Barbara Stafford started at the sound of that voice. It was the son of King Philip, who had flung himself in the midst of his most deadly enemies to rescue her from death. Norman Lovel started forward and took his place by the young man, whom he saw for the first time, and toward whom his heart leaped in quick sympathy.
The judges consulted together. The case was a singular one, and they were not altogether certain about admitting a stranger into the provincial courts without due question. But the credentials which the young man submitted were genuine, and after a little he was escorted with considerable show of dignity to a place before the judges. Though armed with the impulses of a giant, and a kind of eloquence that might have kindled enthusiasm in any heart not locked close by superstition, which is the romance of bigotry, he might as well have argued with the rocks on the hills, as attempted that woman's defence before a bigoted jury, and those iron-hearted judges. What argument could he use which would not wound the self-love of those solemn men? how could he arouse sympathies which they repudiated as a sin, or appeal to the judgment which was bound down by prejudices, reverenced as solemn allegations?
At first his voice was husky and faint; the very might of his sympathy for the woman who sat gazing on him so piteously paralyzed his powers; but indignation at last broke the trammels from his speech, and with a loud, clear utterance, he entered upon her defence.
Had not both judges and jury been blind with bigotry and solemn self-conceit, his first argument must have enforced the prisoner's acquittal. With the might of a powerful intellect he unravelled the tissue of evidence, and exhibited the case as it would appear this day. "The evil," he said, "lay not in the gentle lady arraigned before them, but in the disturbed minds of the witnesses: Samuel Parris was a man of books, of meditation, and thought—a poet, diseased by the unwritten music in his soul, which had no power to express itself in long sermons, and to which all other avenues to sympathy were closed up. It was this that had drawn him into the storm, and had sent him to battling the waves face to face with death on the coast. It was this that made love for his child idolatry, from which he was compelled by a sensitive conscience to fast and pray, as from a grievous sin.
"Samuel Parris, the principal witness, was neither insincere nor insane, but a man born in advance of the age, to whom endowments, that would have been greatness if understood even by himself, were turned into a torment and a curse. This quick imagination, this sensitive love, had seized upon the old man's reason, and thus rendered him a most dread witness—a thousand times more dangerous than falsehood or malice could have been, because of his honesty." The other witnesses he touched on lightly and with gentleness, but when he left them and threw his fiery soul into a protest and appeal for the prisoner, the passion of his eloquence was enough to stir even that crowd of prejudging accusers.
Why had Barbara Stafford done these strange things? How, except from the Prince of Darkness, had she attained the power of winning every soul that came in contact with hers into subjection? Why was she possessed of a beauty which died with the first youth of most women—a fresh, proud beauty, to which years only gave grandeur, except that she had made a compact with the evil one, and given her soul in exchange for the marvellous beauty in which her diabolical power principally lay?
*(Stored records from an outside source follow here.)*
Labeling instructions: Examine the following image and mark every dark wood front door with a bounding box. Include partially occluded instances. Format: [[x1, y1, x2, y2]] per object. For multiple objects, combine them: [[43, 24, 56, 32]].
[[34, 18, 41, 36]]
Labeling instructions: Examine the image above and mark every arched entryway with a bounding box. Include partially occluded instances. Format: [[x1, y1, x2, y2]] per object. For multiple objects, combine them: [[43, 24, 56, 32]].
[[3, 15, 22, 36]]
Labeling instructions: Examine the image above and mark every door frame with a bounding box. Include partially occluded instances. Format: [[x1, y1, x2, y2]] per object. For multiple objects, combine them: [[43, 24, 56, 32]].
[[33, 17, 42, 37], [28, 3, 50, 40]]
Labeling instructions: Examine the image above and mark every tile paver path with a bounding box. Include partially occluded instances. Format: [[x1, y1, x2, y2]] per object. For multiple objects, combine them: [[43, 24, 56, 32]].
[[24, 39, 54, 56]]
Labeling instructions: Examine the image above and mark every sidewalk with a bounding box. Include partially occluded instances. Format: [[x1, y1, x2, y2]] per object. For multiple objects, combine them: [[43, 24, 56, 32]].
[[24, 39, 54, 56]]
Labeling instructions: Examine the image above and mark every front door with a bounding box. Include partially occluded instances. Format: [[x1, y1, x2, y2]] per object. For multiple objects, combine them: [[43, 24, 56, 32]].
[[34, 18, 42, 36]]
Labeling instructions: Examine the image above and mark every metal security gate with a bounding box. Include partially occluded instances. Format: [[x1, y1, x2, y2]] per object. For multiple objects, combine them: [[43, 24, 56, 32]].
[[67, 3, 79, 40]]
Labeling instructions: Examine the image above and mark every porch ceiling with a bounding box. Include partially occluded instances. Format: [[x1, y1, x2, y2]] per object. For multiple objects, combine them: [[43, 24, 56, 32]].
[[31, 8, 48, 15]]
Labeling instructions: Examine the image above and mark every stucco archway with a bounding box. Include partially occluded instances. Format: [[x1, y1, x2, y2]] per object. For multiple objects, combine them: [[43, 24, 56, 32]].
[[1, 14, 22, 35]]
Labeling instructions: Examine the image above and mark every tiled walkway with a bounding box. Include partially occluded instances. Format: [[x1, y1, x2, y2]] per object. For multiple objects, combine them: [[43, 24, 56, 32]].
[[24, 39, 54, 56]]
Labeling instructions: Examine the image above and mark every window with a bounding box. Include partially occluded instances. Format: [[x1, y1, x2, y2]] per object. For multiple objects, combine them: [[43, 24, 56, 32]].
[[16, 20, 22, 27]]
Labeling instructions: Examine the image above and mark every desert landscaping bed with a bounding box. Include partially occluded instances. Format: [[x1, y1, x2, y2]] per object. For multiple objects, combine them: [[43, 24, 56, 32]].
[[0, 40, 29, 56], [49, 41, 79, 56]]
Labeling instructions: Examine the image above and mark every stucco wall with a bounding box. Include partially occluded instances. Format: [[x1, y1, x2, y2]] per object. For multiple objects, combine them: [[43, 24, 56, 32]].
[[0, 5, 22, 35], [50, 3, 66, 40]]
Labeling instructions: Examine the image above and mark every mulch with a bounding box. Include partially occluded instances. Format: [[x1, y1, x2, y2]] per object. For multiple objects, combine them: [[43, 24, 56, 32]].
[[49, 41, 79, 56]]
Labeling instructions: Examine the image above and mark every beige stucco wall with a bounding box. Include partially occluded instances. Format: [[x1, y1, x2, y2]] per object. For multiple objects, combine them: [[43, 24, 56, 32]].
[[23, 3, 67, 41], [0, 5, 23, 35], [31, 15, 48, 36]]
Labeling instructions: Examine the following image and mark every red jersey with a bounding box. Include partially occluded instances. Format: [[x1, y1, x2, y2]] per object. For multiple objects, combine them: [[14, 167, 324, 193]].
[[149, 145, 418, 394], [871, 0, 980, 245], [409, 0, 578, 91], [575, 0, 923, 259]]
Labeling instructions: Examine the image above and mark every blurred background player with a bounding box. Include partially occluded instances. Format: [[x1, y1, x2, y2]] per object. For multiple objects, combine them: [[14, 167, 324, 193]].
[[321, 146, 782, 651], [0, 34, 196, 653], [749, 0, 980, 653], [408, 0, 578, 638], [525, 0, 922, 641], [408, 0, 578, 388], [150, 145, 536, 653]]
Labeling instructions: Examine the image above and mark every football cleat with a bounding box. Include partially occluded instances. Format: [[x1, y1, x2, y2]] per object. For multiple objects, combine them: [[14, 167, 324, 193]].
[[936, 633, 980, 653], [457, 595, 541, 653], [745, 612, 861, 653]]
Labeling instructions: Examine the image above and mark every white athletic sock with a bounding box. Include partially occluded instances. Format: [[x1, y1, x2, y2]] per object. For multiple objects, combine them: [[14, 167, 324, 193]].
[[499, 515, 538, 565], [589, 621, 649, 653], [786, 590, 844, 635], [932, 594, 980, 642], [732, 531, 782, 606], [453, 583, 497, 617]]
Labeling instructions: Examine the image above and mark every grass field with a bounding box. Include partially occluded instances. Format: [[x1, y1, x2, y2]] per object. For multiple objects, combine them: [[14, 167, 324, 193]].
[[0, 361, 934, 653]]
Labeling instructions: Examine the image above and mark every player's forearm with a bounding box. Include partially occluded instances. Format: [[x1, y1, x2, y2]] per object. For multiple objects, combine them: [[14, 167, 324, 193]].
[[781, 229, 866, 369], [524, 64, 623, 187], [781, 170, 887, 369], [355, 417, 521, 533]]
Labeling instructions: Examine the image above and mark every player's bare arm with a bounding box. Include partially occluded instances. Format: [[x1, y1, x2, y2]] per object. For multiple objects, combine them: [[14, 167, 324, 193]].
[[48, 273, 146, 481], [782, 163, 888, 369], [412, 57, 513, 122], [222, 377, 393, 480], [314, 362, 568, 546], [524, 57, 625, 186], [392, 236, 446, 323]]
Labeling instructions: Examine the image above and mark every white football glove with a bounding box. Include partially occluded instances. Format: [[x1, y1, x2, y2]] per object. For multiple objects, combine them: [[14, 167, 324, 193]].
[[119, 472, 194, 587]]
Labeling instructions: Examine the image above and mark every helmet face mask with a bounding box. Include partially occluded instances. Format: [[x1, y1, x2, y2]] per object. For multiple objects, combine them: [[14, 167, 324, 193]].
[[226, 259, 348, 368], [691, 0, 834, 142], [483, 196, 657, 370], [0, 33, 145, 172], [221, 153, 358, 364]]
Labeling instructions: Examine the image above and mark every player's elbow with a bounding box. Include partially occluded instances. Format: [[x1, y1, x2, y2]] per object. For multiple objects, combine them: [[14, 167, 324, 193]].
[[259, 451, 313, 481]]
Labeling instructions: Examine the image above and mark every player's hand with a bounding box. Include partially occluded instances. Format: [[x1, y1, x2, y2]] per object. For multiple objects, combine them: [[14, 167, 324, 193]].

How could he, or any man, answer charges like these—charges based on imagination only, yet for which a fellow-creature was in jeopardy of her life?
How should he answer? Let the judge and the jury look upon the woman where she sat, with halberts bristling around her, and a tribunal of death that moment waiting to hurl her into eternity; for, guard the dignity of that court as they might, such was its object. See how gently she watches these proceedings—see how brave she is. Though a woman upon the brink of eternity, rich in beauty, and strong with life, she is not afraid to die. Was that the attitude of a fiend? Was that troubled smile, so full of forgiveness and pity, the smile of a devil or an angel? Let the jury look upon that face, and answer to the most high God if they refused to profit by the evidence beaming therein!
Here the men of the jury looked at Barbara Stafford with a single accord, as if they had no power to resist the direction of the young advocate's eye, and it seemed impossible to turn from her gaze, so mournful was the gloom of those large eyes, so calm was the attitude with which she met their scrutiny.
But here one of the judges arose, and warned the jury, that a glance like that was the most dangerous fascination that Satan gave to his witch children, and besought them to look straight toward the bench, thus saving their souls from jeopardy.
Then the wonderful eloquence of the young man was aroused, his magnificent eyes shot fire, his lip curved, and his thin nostrils dilated; all the strength and fervor of his being was flung into the scathing denunciation which he hurled against the court, and against the people whom this tribunal represented. It was the wild eloquence of despair, for he knew when the jury turned to look upon Winthrop, the chief judge, whose rebuke had crushed the rising pity which might have saved Barbara Stafford, that her doom was sealed. Thus, with the terrible conviction that he was avenging the fate of a doomed woman rather than pleading with a hope, he poured out a wild outburst of passionate eloquence—now appeal—now denunciation—now a wailing lament, that made the jury tremble, and the judges turn white in the face, as if an avenging angel had descended to protect the woman they were about to adjudge to death.